Benchmark Forecasts

The forecasting community has long recognized the importance of comparing a forecast to some kind of reference forecast. The choice of reference forecast is critical for a fair comparison. Fair comparisons of test forecasts against reference forecasts can help forecast users and developers understand the relative merits of models. The most appropriate reference will depend on the use case and forecast horizon.

The Arbiter provides a selection of built-in benchmark forecasts for publicly available reference data, but it ultimately leaves the selection of reference forecasts to the user.

Built-in benchmark forecasts

To guide our selection of the built-in benchmark forecasts, we first identified the following desirable attributes of a benchmark forecast:

  • Available throughout the US
  • Freely available or easily implemented
  • Provide quantities of interest to both forecast users and providers
  • Stakeholder buy-in

The Arbiter includes the capability to create and evaluate benchmark irradiance, power, and net load forecasts.

The Arbiter provides built-in support for the following benchmark options. Additional implementation details are available in the solarforecastarbiter-core documentation.


  • Persistence
  • Persistence of clear sky index

The Arbiter provides reference implementations of persistence algorithms. The averaging window of the Arbiter’s benchmark persistence forecasts are fixed to be equal to a forecast’s run length, but no longer than 1 hour. For example, a benchmark forecast for a 15 minute interval will use the most recent 15 minutes of data to compute the quantity to persist (irradiance, power, or clear sky index). Persistence of clear sky index accounts for the average clear sky index during an interval rather than simply using the interval start or end time.

A week-ahead persistence forecast may also be configured for net load applications (e.g. net load of the next Sunday will be equal to the last Sunday).


  • HRRR subhourly irradiance
  • RAP cloud cover to irradiance
  • NAM cloud cover to irradiance
  • GFS cloud cover to irradiance

With the exception of the HRRR, the Arbiter derives irradiance and power forecasts from NWP cloud cover forecasts to accurately account for solar position, inverval labels (beginning or ending), and interval averaging. For these models, the process is:

  1. Load hourly (or longer) interval data from the NWP grib files.
    • For GFS cloud cover, unmix the mixed-intervals average data.
  2. Resample data to 5 minute intervals.
    • For GFS cloud cover, backfill the data.
    • For all other NWP data, interpolate the data.
  3. Convert cloud cover to irradiance following Larson et. al. (2016).
  4. If desired, use site metadata to compute AC power using pvlib-python functions.
  5. Compute hourly averages with desired interval labels.

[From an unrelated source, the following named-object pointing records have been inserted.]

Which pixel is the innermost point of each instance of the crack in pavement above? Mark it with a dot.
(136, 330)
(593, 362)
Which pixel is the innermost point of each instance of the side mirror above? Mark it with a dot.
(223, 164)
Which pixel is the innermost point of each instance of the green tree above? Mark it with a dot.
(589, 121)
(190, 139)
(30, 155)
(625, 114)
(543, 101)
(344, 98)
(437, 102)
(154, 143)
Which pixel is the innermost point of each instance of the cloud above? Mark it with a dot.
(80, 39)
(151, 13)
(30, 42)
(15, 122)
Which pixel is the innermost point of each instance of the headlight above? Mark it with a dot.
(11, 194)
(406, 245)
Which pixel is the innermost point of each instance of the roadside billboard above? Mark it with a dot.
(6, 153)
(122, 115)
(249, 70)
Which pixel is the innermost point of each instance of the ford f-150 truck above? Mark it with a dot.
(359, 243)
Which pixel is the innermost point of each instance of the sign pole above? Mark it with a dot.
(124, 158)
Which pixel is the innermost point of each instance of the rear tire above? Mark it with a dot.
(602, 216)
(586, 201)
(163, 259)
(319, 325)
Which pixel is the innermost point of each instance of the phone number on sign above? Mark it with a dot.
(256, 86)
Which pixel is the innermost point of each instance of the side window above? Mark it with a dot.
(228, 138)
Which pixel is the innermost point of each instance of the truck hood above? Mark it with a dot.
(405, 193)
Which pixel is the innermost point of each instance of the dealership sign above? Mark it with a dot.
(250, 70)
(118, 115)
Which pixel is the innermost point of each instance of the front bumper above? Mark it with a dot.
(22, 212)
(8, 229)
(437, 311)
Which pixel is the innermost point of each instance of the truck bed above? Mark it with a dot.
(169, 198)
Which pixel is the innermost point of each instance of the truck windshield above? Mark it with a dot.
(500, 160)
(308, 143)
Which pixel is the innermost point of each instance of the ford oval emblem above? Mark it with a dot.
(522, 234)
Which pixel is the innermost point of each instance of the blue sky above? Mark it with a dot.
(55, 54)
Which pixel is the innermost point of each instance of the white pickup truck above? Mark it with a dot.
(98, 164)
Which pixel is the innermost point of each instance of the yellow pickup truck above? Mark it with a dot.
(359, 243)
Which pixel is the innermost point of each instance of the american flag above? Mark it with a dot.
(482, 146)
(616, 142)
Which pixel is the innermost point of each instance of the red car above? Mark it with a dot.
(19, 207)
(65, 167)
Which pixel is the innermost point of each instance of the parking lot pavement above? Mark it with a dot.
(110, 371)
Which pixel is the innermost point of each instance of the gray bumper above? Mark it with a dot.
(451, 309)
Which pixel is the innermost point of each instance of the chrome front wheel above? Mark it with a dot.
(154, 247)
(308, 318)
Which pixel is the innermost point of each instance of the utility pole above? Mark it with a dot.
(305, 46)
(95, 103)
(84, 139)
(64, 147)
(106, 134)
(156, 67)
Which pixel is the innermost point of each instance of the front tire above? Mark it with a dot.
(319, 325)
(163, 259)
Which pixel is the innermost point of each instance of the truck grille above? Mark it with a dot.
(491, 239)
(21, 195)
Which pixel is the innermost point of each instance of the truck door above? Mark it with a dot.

NWP-derived forecasts are not currently available for net load.


  • GEFS cloud cover to ranked irradiance or power ensemble
  • Persistence ensemble (irradiance, power, net load)

Automated generation

The Arbiter automatically produces benchmark forecasts for every reference forecast site in the Arbiter’s database. Built-in benchmark forecasts are currently restricted to the public dataset, though we hope to add support for user-specifed sites in the future.

The Arbiter creates persistence forecasts with 5, 15, 60, and 1 day lead times. These forecasts are created for each variable that has a corresponding observation at a site. The Arbiter also creates week-ahead persistence forecasts for net load1.

For intraday and day ahead lead times, we chose to define forecast attributes for a GFS Day Ahead, NAM Current Day, HRRR Intraday, and RAP intraday forecast in the local timezones of the sites (Daylight Saving Time not considered). For example, for the Table Mountain SURFRAD site, the following parameters apply (interval label is ending and interval length is 1 hour for all):

Model Issue time of day     Run length / Issue frequency     Lead time to start    
GFS day ahead 7Z 1 day 1 day
NAM current day 6Z 1 day 1 hour
HRRR intraday 0Z 6 hours 1 hour
RAP intraday 0Z 6 hours 1 hour

Note that, as described in forecast attributes, the combination of issue time of day and run length/issue frequency may describe more than one forecast run per day. Here, the HRRR and RAP forecasts are issued at 0Z, 6Z, 12Z, and 18Z. The Arbiter creates irradiance forecasts at every reference site and also creates power forecasts at the reference power plants.

The Arbiter also creates benchmark probabilistic forecasts. The GEFS drives a day ahead forecast and a persistence ensemble is used for an hour ahead forecast.

User-supplied reference forecasts

Some evalulation applications may require users to provide their own reference forecasts. For example, some Solar Forecasting 2, Topic Area 2 teams will run an earlier version of WRF Solar and then upload its forecasts for existing or new evaluation sites. Or a forecast user may choose to use its existing forecast vendor as a reference. Users may then identify the forecast as a reference when creating a forecast evaluation report so that forecast skill metrics will be calculated with respect to the reference.

Users are encouraged to track metadata about the forecast using the extra parameters field of the forecast creation form. Key modeling details such as grid spacing and schemes, or your internal version of a namelist, may be included in the extra parameters field. As explained in the Data Model, the Arbiter will accept uploaded forecasts for predefined evaluation sites or aggregates. The Arbiter will not accept gridded datasets.

Trial-specific benchmark forecasts

The Arbiter’s operational forecast trials allow for any configuration of the built-in benchmark forecasts or user-supplied reference forecasts. The Arbiter administrators can help prospective trial users determine the most appropriate reference for their application. Contact for more information on trials.


  1. Net load is defined here as true system load minus behind the meter PV. Net load is the load that must be served with utility scale resources, regardless of whether or not they are dispatchable, conventional, or renewable. We make no allowance for wind power or utility scale solar power. Therefore, net load is not equal to the load that must be served with conventional generation.